Marco Valsecchi, Milano, 1975
Nella presente situazione artistica, ricca, sì, di talenti e di proposte, ma anche molto contraddittoria e difficile (nel senso almeno di una pericolosa tendenza da parte di certa critica ad azzerare tutte le esperienze precedenti in omaggio all’ultima) un pittore come Montarsolo, che portò a Napoli in anni oscuri l’esperienza del cubismo analitico, e che intorno al 1960 era già artista nazionale, ha dovuto sostenere una dura battaglia per restare se stesso continuando a dipingere sulla tela con colori e pennelli, senza rinunciare, d’altra parte, alla grande lezione dell’avanguardia storica appresa e vissuta nelle sue inconfondibili lave vesuviane, nelle tessiture di luci e forme riflesse sugli elementi di natura, nelle poetiche e misteriose ricognizioni dell’archeologia (dove è di casa, fra Pompei ed Ercolano), che culminarono col grande dipinto “Il tempio sommerso” (1967). A questa tela fu assegnato il 1° premio alla Rassegna del Mezzogiorno nel Palazzo Reale di Napoli, da una giuria presieduta da G.C. Argan.
Marcello Venturoli, Napoli, 1987
La lezione cubista, di un cubismo analitico, si decifra sul finire degli anni Cinquanta e nei primi anni Sessanta come riferimento di fondo, come prospettiva culturale piuttosto che come emergenza interiore.
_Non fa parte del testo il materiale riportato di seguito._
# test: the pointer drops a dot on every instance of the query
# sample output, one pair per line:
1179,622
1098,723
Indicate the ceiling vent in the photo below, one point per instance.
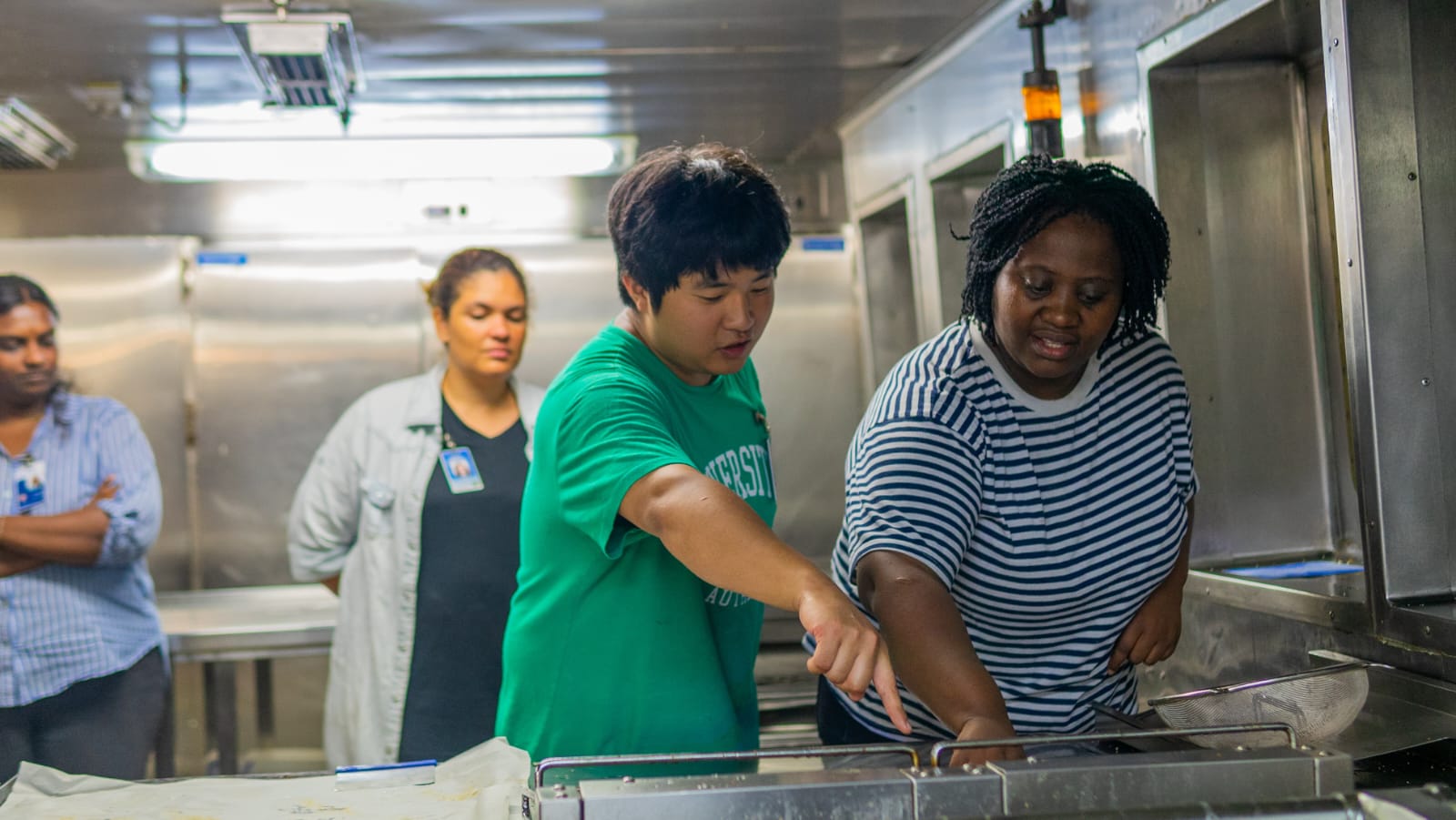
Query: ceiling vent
26,140
300,58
Montarsolo non varcò mai la soglia dell’astrazione e non si allineò pedissequamente ai percorsi più sperimentali dell’arte italiana, tenendosi sostanzialmente fuori tanto dalle ricerche puramente informali e dai vicini fermenti napoletani, quanto dalla compagine meridionale del movimento nucleare e neodadaista. Apertura e chiusura, partenza e ritorno, sotto il profilo artistico e psicologico, nell’opera di Montarsolo sono sempre compresenti. Pur distaccandosi nei fatti da una tradizione localistica, l’artista non ha mai reciso il legame con la sua terra di formazione. Lo si intuisce anche dalle scelte tematiche, come le immagini vesuviane o i paesaggi marini, che sono tra i capitoli più intensi della sua produzione.
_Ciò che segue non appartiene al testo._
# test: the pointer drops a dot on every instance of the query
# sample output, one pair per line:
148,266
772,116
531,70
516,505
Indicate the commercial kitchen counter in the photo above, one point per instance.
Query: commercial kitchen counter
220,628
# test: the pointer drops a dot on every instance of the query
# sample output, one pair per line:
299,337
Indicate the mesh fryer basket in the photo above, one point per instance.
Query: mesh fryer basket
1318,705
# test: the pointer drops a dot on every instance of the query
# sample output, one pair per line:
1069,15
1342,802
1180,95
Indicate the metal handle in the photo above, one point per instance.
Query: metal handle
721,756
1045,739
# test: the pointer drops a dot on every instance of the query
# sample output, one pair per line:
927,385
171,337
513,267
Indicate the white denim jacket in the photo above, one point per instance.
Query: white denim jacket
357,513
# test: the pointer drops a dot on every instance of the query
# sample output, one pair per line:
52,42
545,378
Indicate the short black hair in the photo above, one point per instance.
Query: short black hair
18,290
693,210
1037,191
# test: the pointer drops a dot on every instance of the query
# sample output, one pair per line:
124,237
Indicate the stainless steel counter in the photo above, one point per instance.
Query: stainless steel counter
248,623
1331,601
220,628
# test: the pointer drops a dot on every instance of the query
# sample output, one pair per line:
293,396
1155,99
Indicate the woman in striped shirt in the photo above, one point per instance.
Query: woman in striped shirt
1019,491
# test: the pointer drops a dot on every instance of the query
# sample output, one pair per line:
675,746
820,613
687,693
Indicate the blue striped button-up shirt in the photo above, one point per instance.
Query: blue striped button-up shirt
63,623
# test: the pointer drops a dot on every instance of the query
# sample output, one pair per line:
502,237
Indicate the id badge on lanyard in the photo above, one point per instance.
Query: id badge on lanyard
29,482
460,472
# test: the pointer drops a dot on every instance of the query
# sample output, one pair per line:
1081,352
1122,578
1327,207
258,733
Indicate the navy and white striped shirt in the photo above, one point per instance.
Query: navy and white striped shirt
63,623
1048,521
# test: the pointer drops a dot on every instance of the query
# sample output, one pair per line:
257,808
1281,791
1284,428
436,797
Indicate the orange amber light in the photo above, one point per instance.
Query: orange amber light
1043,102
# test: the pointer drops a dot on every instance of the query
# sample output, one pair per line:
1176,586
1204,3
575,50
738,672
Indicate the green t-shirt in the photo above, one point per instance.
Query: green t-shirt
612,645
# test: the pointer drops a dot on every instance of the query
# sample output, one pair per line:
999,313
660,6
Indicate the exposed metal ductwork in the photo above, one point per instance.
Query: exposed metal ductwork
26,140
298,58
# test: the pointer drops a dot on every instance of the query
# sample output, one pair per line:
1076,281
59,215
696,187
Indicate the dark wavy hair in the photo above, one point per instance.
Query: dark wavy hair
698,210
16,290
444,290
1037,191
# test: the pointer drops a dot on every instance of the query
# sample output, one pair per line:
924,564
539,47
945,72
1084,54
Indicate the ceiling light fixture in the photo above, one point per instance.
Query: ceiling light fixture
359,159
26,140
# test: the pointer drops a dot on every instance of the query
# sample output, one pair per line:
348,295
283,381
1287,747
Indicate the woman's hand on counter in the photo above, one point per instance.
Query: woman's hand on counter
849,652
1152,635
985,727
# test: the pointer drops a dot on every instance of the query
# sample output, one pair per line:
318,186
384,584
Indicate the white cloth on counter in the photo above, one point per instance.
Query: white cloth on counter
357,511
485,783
Giorgio Agnisola, Roma, 2014
Ciò che colpisce, ripercorrendo il lungo percorso pittorico di Carlo Montarsolo, forse perciò configurandone intimamente nel tempo la personalità artistica, mi sembra proprio una costantemente ricorrente sua fedeltà al colore, in quanto medium qualificante espressivamente l’immagine. Lo si può riscontrare già in suoi dipinti figurativi degli anni Quaranta, poco più che ventenne. E ricorre attraverso l’esperienza di sintesi formale materica fra Sessanta e Settanta, e poi nelle sue proposte di racconto che si snodano negli Ottanta-Novanta, e in altre di sintesi figurativa particolareggiata nei 2000. Fedeltà alla pittura in quanto tale, vale a dire alla medialità espressiva del colore, di volta in volta manipolato in un assai partecipato piacere sensitivo-evocativo nella costruzione, sostanzialmente infatti cromatica, dell’immagine dipinta. Dunque attraverso i diversi modi della sua organizzazione fra racconto e sintesi strutturale, fra decantazione emotiva e invece ingaggio come in un rapporto ravvicinato. E ne viene complessivamente un percorso immaginativo pittorico la cui continuità, entro la diversità di occasioni, consiste appunto in un feeling materico-cromatico profondo, sostanziosamente sensitivo ed evocativo, sviluppato attraverso situazioni di narratività figurativa oppure di sintesi strutturale oltre la figurazione. Mi sembra sia appunto la felice, intima, “costante” del lungo far pittura di Montarsolo, in un svariato racconto di immagini e di forme variamente dipanate nel tempo, che proprio appunto nella particolare, costante, disponibilità manipolatoria del colore, ha il proprio nesso profondo.